HCV Treatment Success Doesn't Depend on Specialists

NOVEMBER 08, 2017
Kenneth Bender
hepatitis c, primary care, specialistPatients with hepatitis C virus (HCV) infection achieved the same rates of sustained virologic response (SVR) regardless of whether they were treated by a specialist or non-specialist, in the first prospective trial comparing HCV treatment outcomes by provider in a real-world cohort.

Sarah Kattakuzhy, MD, Clinical and Administrative Director of the DC PFAP Hepatitis Clinical Research Program, and Assistant Professor of Institute of Human Virology in the Division of Infectious Diseases at the University of Maryland, and lead author of the study explained how their findings could support an expansion of HCV treatment.

"Patients are often reticent to see additional providers, and specialist-based treatment may incur additional cost, travel, and/or wait time, particularly in medically underserved areas," Kattakuzhy told MD Magazine. "Non-specialist based HCV therapy could help close existing gaps in the HCV care cascade, bringing more patients to treatment and cure."

Kattakuzhy and colleagues cited a study that found that of 43% of patients with HCV who were aware of their diagnosis and established with a healthcare provider, only 16% began treatment.   They point out that the approximate 20,000 gastroenterology-hepatology and infectious disease physicians in the US are insufficient to meet the treatment demands of the estimated 2.7 million Americans living with HCV infection.

The researchers suggest, however, that the high SVR rates achieved with well-tolerated, straight forward regimens of direct-acting antivirals (DAAs) presents the possibility of expanding the number of treatment providers and attaining widespread cure.

The phase 4 ASCEND trial was conducted to assess outcomes in patients with HCV infection from treatment managed independently by 3 types of community-based providers: nurse practitioners (5), primary care (5) and specialist physicians (5 infectious disease and 1 hepatologist).
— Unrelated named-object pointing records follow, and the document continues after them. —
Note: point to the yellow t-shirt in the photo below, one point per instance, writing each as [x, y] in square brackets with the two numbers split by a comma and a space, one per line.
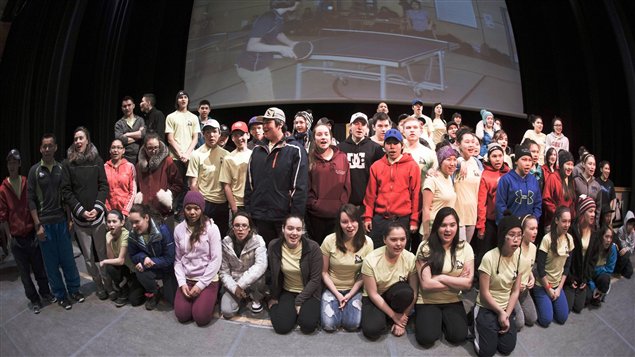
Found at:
[291, 268]
[438, 130]
[234, 173]
[555, 262]
[385, 274]
[467, 193]
[527, 263]
[116, 246]
[205, 164]
[182, 126]
[463, 254]
[443, 194]
[344, 268]
[502, 275]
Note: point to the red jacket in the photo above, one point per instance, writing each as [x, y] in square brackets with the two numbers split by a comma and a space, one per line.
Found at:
[486, 208]
[329, 184]
[159, 172]
[553, 197]
[122, 182]
[394, 189]
[14, 210]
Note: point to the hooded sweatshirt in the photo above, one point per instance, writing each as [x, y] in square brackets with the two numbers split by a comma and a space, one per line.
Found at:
[84, 184]
[393, 189]
[360, 157]
[520, 195]
[329, 184]
[486, 208]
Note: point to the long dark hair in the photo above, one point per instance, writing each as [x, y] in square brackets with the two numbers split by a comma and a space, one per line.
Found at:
[360, 238]
[436, 255]
[554, 228]
[567, 185]
[551, 167]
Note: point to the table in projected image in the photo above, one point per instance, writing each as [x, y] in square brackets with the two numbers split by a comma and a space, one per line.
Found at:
[373, 53]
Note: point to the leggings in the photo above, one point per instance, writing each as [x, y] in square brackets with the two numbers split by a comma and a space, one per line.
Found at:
[549, 310]
[374, 321]
[200, 309]
[434, 319]
[284, 316]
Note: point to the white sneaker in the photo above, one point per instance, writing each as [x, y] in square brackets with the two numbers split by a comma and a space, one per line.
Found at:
[256, 307]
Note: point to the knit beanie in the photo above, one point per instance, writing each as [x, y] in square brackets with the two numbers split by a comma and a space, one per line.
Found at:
[506, 223]
[584, 204]
[445, 152]
[194, 198]
[564, 156]
[484, 114]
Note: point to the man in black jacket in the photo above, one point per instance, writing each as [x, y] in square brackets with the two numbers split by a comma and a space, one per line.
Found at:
[277, 177]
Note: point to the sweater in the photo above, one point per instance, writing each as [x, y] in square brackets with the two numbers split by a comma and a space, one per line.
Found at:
[310, 269]
[521, 195]
[486, 208]
[84, 185]
[158, 172]
[200, 262]
[394, 189]
[15, 210]
[361, 157]
[122, 182]
[245, 270]
[329, 184]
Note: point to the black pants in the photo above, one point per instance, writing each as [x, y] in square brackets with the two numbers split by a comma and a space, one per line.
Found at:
[624, 265]
[319, 227]
[576, 298]
[148, 280]
[488, 340]
[269, 230]
[284, 317]
[375, 321]
[219, 212]
[28, 258]
[380, 225]
[482, 246]
[432, 320]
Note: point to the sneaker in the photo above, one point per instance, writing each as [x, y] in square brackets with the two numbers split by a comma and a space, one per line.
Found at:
[152, 302]
[121, 301]
[256, 307]
[77, 296]
[36, 307]
[49, 297]
[102, 295]
[65, 303]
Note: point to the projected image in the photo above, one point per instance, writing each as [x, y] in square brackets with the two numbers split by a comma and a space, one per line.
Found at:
[460, 53]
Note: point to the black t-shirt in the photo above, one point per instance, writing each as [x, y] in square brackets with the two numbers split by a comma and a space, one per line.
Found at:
[266, 27]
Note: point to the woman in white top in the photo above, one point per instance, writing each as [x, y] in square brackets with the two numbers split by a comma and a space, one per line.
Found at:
[537, 135]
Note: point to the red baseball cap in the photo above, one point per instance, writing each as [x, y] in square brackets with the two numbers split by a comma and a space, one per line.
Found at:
[240, 125]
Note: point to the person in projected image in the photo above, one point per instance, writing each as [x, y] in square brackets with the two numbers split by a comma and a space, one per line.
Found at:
[265, 40]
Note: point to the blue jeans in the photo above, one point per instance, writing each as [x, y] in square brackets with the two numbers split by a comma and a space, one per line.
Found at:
[549, 310]
[57, 251]
[333, 317]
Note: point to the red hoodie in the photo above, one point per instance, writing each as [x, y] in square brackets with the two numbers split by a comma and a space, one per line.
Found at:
[329, 184]
[394, 189]
[15, 210]
[486, 208]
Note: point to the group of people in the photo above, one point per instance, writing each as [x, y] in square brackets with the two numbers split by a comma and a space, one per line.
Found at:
[397, 222]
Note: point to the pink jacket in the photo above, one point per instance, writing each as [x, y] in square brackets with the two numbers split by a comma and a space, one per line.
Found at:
[122, 181]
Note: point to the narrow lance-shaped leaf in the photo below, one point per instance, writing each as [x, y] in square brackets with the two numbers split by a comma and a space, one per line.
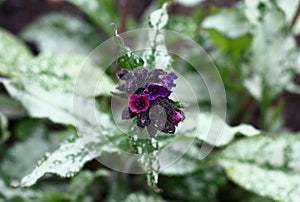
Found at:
[217, 132]
[4, 134]
[267, 166]
[58, 107]
[158, 55]
[61, 72]
[61, 33]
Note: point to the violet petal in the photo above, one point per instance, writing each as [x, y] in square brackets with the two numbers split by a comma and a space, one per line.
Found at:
[156, 90]
[138, 103]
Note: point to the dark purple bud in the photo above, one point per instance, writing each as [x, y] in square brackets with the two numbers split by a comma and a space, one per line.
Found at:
[156, 90]
[168, 80]
[127, 114]
[155, 74]
[169, 128]
[138, 103]
[151, 131]
[122, 73]
[143, 119]
[176, 117]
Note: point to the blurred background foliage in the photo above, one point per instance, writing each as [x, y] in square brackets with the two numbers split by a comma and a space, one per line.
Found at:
[255, 46]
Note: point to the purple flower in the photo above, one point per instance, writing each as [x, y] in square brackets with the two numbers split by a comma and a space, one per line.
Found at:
[138, 103]
[176, 117]
[148, 94]
[154, 90]
[122, 73]
[168, 80]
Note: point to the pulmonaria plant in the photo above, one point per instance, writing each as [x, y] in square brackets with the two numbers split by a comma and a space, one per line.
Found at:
[148, 94]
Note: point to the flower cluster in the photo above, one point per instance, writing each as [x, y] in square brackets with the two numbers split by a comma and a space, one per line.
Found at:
[148, 94]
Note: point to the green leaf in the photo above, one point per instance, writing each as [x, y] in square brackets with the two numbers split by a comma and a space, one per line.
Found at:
[61, 33]
[82, 182]
[266, 166]
[289, 8]
[189, 3]
[234, 47]
[24, 195]
[134, 197]
[12, 52]
[39, 138]
[102, 13]
[267, 71]
[4, 133]
[58, 107]
[41, 103]
[186, 164]
[158, 56]
[202, 185]
[10, 107]
[54, 72]
[184, 25]
[223, 135]
[67, 160]
[129, 59]
[230, 22]
[159, 18]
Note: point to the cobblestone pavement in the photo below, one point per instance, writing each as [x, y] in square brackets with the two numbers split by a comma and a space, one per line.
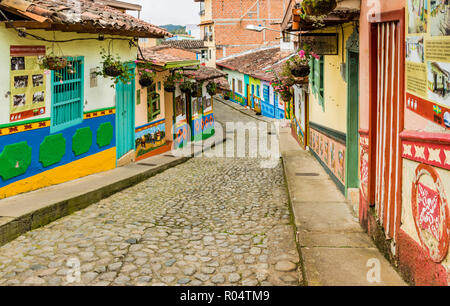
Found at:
[210, 221]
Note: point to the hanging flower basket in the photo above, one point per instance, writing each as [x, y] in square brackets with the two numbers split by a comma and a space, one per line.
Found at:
[112, 70]
[169, 83]
[286, 96]
[169, 87]
[197, 90]
[318, 7]
[54, 63]
[186, 87]
[211, 88]
[145, 81]
[300, 71]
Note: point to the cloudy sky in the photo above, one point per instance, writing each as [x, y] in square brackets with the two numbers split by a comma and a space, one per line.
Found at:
[162, 12]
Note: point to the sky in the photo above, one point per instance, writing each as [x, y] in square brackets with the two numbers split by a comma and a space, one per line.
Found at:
[160, 12]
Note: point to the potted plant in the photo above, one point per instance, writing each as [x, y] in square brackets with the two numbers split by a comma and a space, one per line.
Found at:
[170, 84]
[211, 88]
[53, 62]
[114, 68]
[186, 87]
[318, 7]
[197, 89]
[146, 77]
[283, 88]
[298, 65]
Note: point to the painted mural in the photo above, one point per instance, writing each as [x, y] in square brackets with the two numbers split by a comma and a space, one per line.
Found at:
[331, 152]
[150, 137]
[427, 60]
[27, 82]
[32, 158]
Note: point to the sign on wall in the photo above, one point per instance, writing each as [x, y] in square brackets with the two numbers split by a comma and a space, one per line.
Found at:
[27, 82]
[428, 59]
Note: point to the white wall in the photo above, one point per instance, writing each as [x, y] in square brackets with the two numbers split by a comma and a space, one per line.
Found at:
[98, 97]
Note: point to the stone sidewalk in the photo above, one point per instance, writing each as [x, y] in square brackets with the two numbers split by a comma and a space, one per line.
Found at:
[244, 110]
[25, 212]
[334, 248]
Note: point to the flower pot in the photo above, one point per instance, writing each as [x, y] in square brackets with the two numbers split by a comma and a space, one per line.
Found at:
[318, 7]
[196, 90]
[55, 63]
[145, 81]
[286, 96]
[112, 71]
[169, 87]
[301, 71]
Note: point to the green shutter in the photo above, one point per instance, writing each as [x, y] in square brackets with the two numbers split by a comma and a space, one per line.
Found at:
[67, 95]
[321, 87]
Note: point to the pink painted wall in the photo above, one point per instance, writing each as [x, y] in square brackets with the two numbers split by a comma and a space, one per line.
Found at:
[369, 7]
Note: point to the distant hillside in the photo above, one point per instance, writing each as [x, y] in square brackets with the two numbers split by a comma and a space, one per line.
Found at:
[174, 28]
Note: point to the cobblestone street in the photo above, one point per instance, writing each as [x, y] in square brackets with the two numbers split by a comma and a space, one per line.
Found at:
[209, 221]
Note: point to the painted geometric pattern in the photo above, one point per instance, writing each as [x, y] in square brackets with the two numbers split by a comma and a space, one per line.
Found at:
[105, 133]
[15, 160]
[431, 154]
[52, 150]
[82, 141]
[24, 127]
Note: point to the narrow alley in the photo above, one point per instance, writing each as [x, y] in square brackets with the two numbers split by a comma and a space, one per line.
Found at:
[210, 221]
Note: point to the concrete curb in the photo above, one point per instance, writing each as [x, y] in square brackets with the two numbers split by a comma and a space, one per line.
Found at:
[11, 228]
[303, 281]
[241, 110]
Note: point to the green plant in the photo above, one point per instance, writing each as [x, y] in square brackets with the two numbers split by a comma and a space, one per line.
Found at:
[146, 73]
[187, 86]
[211, 88]
[298, 65]
[112, 67]
[171, 81]
[282, 87]
[318, 7]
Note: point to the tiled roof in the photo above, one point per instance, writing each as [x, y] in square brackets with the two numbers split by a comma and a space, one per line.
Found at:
[205, 73]
[256, 63]
[89, 16]
[185, 44]
[159, 57]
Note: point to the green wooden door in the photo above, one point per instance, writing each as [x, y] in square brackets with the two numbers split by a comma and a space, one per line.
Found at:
[352, 120]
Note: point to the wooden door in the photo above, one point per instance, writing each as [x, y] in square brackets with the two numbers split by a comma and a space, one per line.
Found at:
[386, 119]
[125, 97]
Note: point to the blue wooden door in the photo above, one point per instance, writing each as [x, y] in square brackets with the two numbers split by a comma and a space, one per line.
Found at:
[125, 117]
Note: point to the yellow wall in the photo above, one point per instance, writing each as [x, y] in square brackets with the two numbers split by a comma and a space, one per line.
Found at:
[99, 162]
[335, 90]
[141, 109]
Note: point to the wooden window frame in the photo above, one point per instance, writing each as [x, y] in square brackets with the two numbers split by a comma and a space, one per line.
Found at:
[54, 125]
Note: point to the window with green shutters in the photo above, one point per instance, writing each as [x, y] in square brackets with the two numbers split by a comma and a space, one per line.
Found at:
[67, 95]
[316, 79]
[154, 103]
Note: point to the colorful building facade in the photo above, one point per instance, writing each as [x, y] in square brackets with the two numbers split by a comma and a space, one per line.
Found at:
[404, 137]
[60, 126]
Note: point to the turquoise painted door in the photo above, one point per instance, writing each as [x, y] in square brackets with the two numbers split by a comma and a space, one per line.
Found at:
[125, 117]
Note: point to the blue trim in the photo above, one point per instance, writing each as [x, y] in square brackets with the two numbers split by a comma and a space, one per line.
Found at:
[60, 127]
[148, 124]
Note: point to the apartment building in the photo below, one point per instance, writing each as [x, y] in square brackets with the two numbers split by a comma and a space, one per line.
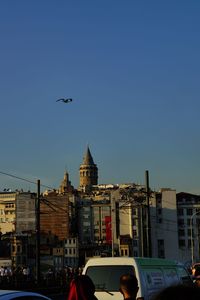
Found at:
[188, 213]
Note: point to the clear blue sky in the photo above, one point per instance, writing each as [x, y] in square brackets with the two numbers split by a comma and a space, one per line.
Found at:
[133, 70]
All practitioners completed a uniform 3-hour training course before the study.

Six hundred patients with chronic HCV (72% with genotype 1a), including 23% with HIV and 20% with cirrhosis, were recruited from 13 participating federally qualified health centers (FQHCs) in Washington, DC, which provide care to a primarily African-American, publicly insured, underserved population.

The patients were assigned in nonrandomized fashion so that each practitioner treated patients with similar baseline characteristics, and patients with HCV monoinfection as well as those with HIV-HCV co-infection. Provider assignment was also made to minimize patient travel time to treatment, and to maintain their established relations with a health center.

Kattakuzhy and colleagues reported that response rates to a regimen of ledipasvir-sofosbuvir (Harvoni) were consistent across the 3 provider types, and that there were no major safety signals. SVR was attained in 89.3% of patients treated by nurse practitioners, 86.9% of those treated by primary care physicians, and 83.8 % treated by specialists. Patient loss to follow-up was the major cause of not attaining SVR.

"The take home message is that primary care providers can treat most HCV-infected patients independently in an office-based setting, with appropriate but concise training, and be confident that the vast majority of these patients will be cured," Kattakuzhy said.

She noted that, in the current era of chronic disease management options, physicians have the “rare opportunity” to eliminate potentially life-threatening disease.

“As such, primary care providers should advocate for full prescriber access to HCV medications without insurance-based restrictions," Kattakuzhy said.

The trial, "Expansion of Treatment for Hepatitis C Virus Infection by Task Shifting to Community-Based Nonspecialist Providers: A Nonrandomized Clinical Trial," was published online in the Annals of Internal Medicine.